While the reports noted problems with government oversight,
USDA itself lists 21 “major incidents of noncompliance” from
1995 through 2011. Five of those involved Monsanto and included
a failure by the company to properly monitor test fields, a
failure to follow certain test planting protocols and a failure
to properly notify regulators about test activities.
‘CAN’T GET RID OF IT’
Developers of biotech crops say testing shows they are safe
for humans, animals and the environment, and farmers like
Roundup Ready corn, soybeans and other crops because genetic
alterations enable them to survive dousings of the herbicide.
But critics of the so-called “Franken foods” point to
scientific studies that claim links to health problems, while
raising other environmental concerns connected to biotech crops
that require close scrutiny.
Many international buyers will not accept genetically
modified grain, and several U.S. food companies also reject
GMOs.
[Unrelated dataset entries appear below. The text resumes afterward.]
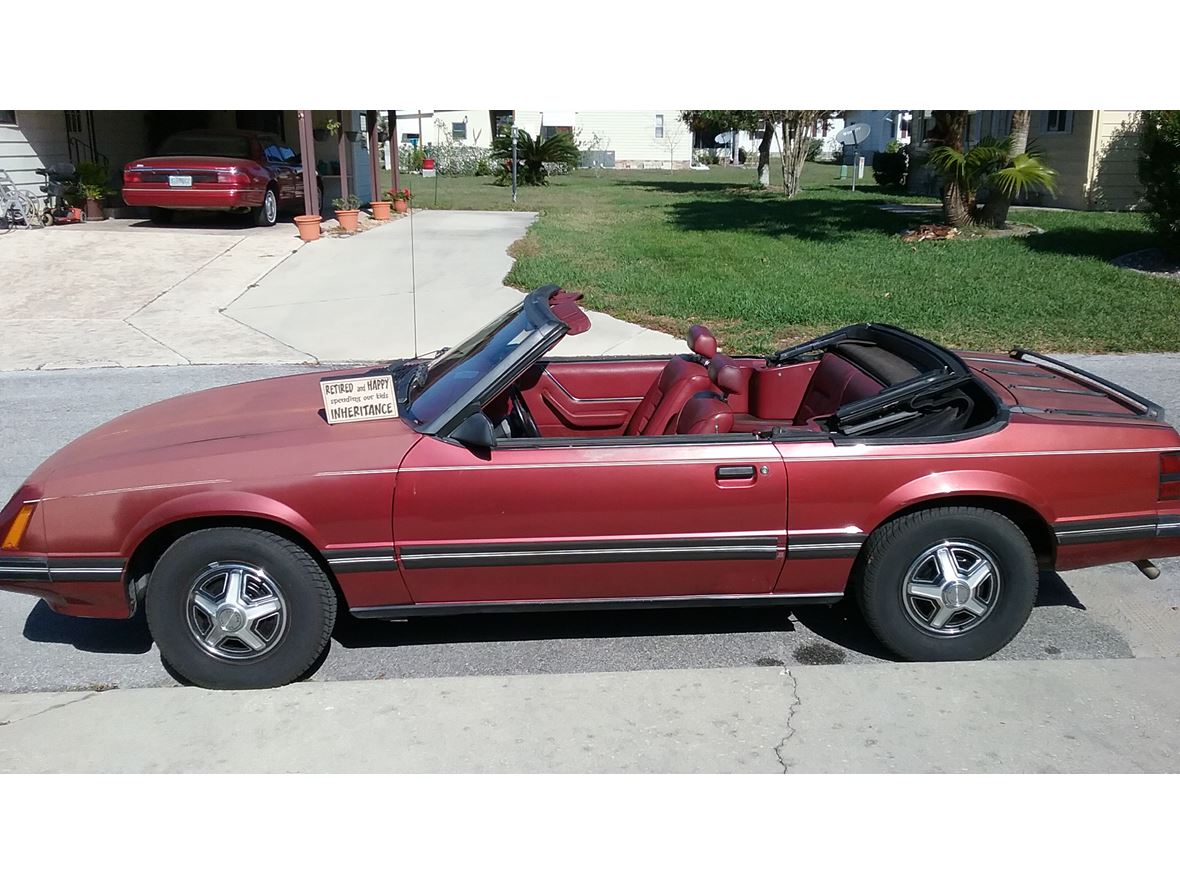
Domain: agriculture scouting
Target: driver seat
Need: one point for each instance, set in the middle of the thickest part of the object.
(681, 379)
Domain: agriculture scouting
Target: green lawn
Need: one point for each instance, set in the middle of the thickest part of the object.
(672, 248)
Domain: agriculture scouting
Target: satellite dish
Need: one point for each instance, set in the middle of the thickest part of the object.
(856, 133)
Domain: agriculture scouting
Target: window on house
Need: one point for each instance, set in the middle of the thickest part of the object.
(1057, 120)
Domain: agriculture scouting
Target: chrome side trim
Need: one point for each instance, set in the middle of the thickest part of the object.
(591, 604)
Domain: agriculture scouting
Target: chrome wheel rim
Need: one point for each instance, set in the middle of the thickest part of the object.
(235, 611)
(951, 588)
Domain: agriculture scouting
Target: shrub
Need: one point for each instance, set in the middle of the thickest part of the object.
(1159, 172)
(890, 168)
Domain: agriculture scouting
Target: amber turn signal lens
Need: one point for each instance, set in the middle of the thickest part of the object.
(15, 532)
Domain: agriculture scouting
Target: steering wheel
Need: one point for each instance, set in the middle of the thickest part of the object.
(519, 418)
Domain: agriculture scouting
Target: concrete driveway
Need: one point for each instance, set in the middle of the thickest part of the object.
(128, 293)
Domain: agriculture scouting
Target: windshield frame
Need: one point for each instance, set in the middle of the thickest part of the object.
(546, 330)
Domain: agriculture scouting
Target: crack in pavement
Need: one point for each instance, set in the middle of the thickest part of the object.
(50, 709)
(795, 703)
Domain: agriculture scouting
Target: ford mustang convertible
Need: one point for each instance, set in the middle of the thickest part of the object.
(928, 485)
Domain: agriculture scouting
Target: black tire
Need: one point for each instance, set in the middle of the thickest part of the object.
(898, 617)
(308, 604)
(267, 214)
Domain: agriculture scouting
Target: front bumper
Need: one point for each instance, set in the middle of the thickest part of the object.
(196, 197)
(71, 585)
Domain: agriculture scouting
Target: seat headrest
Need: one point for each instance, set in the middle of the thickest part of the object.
(726, 374)
(702, 342)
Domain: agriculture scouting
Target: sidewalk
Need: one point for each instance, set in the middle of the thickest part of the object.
(985, 716)
(130, 294)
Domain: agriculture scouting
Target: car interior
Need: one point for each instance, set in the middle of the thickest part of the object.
(861, 381)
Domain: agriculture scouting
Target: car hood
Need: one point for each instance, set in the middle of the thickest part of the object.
(244, 428)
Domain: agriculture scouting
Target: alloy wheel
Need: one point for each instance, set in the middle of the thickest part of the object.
(951, 588)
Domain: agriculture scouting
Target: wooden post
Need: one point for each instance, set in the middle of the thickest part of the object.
(393, 146)
(307, 161)
(342, 153)
(374, 178)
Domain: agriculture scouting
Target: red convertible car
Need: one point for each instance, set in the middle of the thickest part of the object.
(931, 486)
(229, 170)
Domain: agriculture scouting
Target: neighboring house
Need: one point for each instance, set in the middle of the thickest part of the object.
(34, 139)
(884, 126)
(1095, 153)
(622, 139)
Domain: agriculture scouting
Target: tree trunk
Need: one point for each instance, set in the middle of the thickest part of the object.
(995, 210)
(764, 155)
(958, 207)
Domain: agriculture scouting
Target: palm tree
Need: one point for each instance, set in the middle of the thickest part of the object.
(532, 155)
(990, 164)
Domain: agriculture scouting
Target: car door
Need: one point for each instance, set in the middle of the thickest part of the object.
(590, 519)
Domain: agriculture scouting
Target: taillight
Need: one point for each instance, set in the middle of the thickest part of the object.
(1169, 476)
(17, 528)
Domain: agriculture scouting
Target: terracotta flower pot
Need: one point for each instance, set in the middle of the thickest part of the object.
(308, 227)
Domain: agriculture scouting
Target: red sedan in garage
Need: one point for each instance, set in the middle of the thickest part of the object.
(227, 170)
(928, 485)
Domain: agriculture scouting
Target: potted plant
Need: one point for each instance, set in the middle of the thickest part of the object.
(308, 227)
(400, 200)
(347, 210)
(92, 188)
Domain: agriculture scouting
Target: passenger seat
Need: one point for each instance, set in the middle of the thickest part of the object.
(681, 379)
(709, 412)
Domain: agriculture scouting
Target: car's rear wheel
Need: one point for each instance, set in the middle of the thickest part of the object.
(240, 608)
(267, 214)
(946, 584)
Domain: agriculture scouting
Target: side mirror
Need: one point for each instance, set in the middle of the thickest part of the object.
(476, 432)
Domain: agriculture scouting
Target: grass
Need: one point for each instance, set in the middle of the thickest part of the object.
(672, 248)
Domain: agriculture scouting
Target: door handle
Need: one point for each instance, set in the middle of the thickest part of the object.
(745, 471)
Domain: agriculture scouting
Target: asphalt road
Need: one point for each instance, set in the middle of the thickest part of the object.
(1095, 614)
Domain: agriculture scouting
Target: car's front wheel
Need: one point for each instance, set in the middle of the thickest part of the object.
(240, 608)
(267, 214)
(946, 584)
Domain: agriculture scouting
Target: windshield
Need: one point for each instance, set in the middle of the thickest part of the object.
(443, 381)
(205, 144)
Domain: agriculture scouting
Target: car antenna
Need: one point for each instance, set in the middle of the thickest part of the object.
(413, 276)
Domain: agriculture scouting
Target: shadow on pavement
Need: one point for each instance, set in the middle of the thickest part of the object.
(359, 633)
(104, 637)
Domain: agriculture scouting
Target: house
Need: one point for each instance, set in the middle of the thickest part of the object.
(620, 139)
(34, 139)
(1095, 153)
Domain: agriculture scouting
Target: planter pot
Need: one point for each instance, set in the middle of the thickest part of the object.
(308, 227)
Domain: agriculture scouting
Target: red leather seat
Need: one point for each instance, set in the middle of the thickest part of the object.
(709, 412)
(679, 381)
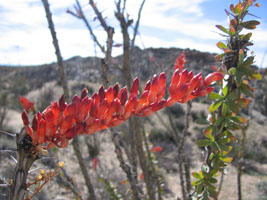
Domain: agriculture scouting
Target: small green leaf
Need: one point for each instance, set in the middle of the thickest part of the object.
(232, 71)
(222, 29)
(225, 90)
(246, 71)
(225, 110)
(197, 175)
(241, 57)
(219, 57)
(247, 36)
(212, 180)
(257, 76)
(238, 119)
(213, 107)
(249, 61)
(250, 24)
(232, 106)
(199, 188)
(208, 133)
(246, 91)
(194, 183)
(232, 96)
(202, 121)
(238, 77)
(203, 142)
(214, 96)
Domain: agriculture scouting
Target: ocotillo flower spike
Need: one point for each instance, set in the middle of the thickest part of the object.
(60, 122)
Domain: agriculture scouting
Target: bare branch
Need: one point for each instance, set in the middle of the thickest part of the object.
(7, 151)
(137, 23)
(126, 168)
(88, 182)
(4, 185)
(99, 15)
(14, 159)
(56, 45)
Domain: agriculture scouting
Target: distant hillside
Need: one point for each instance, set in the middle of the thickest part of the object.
(21, 80)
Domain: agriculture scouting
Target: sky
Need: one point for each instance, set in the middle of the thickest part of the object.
(26, 40)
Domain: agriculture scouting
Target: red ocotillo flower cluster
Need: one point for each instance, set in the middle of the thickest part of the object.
(60, 121)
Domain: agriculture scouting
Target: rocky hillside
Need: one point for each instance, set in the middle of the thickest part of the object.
(21, 80)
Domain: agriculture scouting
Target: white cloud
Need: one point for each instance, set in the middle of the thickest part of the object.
(27, 40)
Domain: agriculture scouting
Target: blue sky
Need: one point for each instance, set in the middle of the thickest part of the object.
(26, 40)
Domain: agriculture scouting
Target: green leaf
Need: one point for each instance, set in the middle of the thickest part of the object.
(203, 142)
(194, 183)
(246, 71)
(222, 29)
(213, 107)
(199, 188)
(247, 62)
(208, 133)
(202, 121)
(247, 36)
(241, 57)
(232, 106)
(212, 180)
(224, 140)
(221, 45)
(238, 77)
(197, 175)
(246, 91)
(250, 24)
(232, 96)
(225, 110)
(232, 71)
(219, 57)
(214, 96)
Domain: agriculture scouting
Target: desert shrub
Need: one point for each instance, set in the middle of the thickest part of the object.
(176, 110)
(160, 135)
(262, 190)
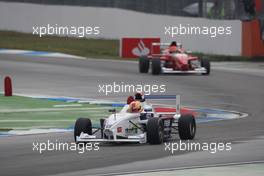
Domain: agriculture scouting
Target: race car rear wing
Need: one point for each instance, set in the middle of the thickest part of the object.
(177, 99)
(166, 45)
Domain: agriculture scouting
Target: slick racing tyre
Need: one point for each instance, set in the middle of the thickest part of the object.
(187, 127)
(156, 66)
(206, 64)
(82, 125)
(143, 64)
(155, 133)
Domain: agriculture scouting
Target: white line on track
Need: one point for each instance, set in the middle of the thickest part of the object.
(182, 168)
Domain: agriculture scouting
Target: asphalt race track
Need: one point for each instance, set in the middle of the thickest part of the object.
(239, 89)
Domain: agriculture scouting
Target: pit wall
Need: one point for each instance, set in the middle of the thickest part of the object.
(117, 23)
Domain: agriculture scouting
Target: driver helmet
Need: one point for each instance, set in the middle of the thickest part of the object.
(135, 107)
(174, 43)
(173, 49)
(139, 97)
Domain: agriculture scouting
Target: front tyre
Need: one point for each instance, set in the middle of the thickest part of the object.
(143, 64)
(155, 133)
(206, 64)
(156, 66)
(187, 127)
(82, 125)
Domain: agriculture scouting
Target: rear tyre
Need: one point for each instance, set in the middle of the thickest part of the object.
(206, 64)
(156, 66)
(82, 125)
(143, 64)
(187, 127)
(155, 133)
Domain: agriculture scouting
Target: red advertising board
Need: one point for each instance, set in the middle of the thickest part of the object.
(136, 47)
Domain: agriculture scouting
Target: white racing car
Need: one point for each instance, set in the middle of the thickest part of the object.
(144, 126)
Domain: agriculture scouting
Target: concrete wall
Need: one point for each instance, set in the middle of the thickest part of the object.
(117, 23)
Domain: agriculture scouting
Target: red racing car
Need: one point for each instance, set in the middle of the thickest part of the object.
(173, 59)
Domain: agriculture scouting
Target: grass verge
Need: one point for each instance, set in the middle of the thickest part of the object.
(29, 113)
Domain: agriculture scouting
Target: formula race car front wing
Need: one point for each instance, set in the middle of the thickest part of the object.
(197, 70)
(84, 137)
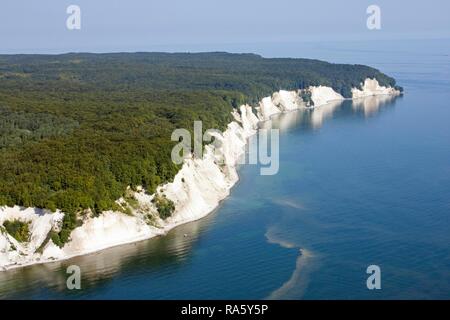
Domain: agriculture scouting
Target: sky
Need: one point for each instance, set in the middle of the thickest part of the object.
(204, 25)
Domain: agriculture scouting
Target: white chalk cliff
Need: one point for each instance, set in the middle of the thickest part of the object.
(196, 190)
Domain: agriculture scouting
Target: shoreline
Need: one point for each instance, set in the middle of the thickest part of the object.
(197, 189)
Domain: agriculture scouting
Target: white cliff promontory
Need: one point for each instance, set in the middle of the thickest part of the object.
(371, 87)
(196, 190)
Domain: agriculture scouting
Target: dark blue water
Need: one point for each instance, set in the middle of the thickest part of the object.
(359, 184)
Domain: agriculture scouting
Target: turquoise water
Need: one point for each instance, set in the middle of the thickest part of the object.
(359, 184)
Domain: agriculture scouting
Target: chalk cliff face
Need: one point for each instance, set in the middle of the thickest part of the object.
(371, 87)
(196, 190)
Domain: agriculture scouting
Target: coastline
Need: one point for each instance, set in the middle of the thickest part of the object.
(197, 189)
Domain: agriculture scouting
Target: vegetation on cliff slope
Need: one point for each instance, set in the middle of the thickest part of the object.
(77, 129)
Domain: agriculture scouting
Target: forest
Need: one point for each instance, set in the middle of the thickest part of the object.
(77, 129)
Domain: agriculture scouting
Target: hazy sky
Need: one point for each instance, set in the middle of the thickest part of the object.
(183, 25)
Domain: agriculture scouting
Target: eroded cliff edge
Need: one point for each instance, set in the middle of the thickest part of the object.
(196, 190)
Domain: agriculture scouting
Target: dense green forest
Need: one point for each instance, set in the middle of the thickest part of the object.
(77, 129)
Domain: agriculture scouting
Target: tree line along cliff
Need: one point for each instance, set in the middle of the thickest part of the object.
(77, 129)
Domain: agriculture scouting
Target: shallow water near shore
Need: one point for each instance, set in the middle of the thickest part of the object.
(360, 183)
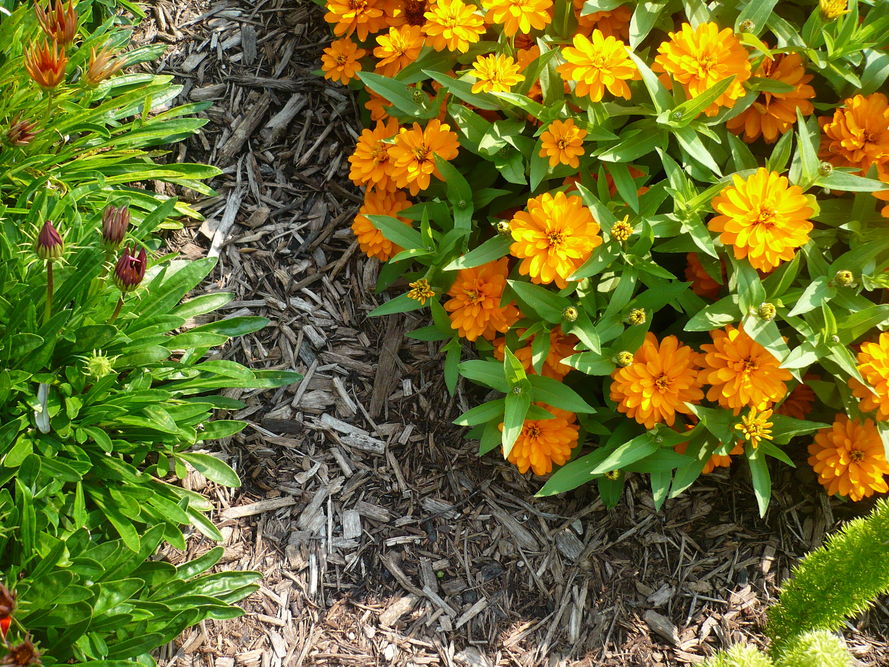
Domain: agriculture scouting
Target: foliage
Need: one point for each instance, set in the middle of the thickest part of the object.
(662, 161)
(107, 378)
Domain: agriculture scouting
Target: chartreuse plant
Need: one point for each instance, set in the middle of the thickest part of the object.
(653, 230)
(108, 377)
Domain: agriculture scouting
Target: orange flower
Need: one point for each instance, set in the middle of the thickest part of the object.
(45, 64)
(518, 16)
(339, 61)
(873, 364)
(414, 151)
(397, 49)
(699, 58)
(597, 63)
(562, 143)
(702, 283)
(858, 133)
(775, 113)
(453, 26)
(543, 442)
(553, 237)
(849, 459)
(361, 17)
(370, 160)
(763, 218)
(59, 23)
(741, 371)
(495, 73)
(475, 301)
(370, 239)
(661, 380)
When Monsanto in 2004 shelved its Roundup Ready wheat
research, the move came amid a backlash from foreign buyers who
said they would reject U.S. wheat if DNA-altered wheat was
commercialized.
Still, Alan Tracy, president of U.S. Wheat Associates, said
despite the contamination problem, the wheat industry was
supportive of continued research into biotech traits for wheat.
Farmers are planting less wheat and more of other crops that
have been genetically altered in ways that can help farmers grow
more grain, Tracy said.
“Our industry remains strongly supportive of continued
research and development of biotech traits for wheat,” he said.
But finding ways for conventional grain and biotech grain to
co-exist will continue to fall short if regulators don’t force
crop developers to contain their products, critics said.
“This whole idea of co-existence, that has been the No. 1
theme at USDA. But you can’t have co-existence when you can’t
control contamination,” said Andrew Kimbrell, executive director
at the Center for Food Safety, which has sued the U.S.
Department of Agriculture to try to force tighter regulation of
genetically modified crops.
In the meantime, the search is on for the source of the
mystery wheat.
Jim Shroyer, a wheat agronomy expert at Kansas State
University, said it was likely the Roundup Ready wheat has grown
for years in eastern Oregon only to be discovered recently.
“Probably what happened is it got mixed in with a farmer’s
field eight years ago and has been there ever since,” Shroyer
said. “That is the main reason we here in the top wheat state
did not want Roundup Ready. You can’t get rid of it.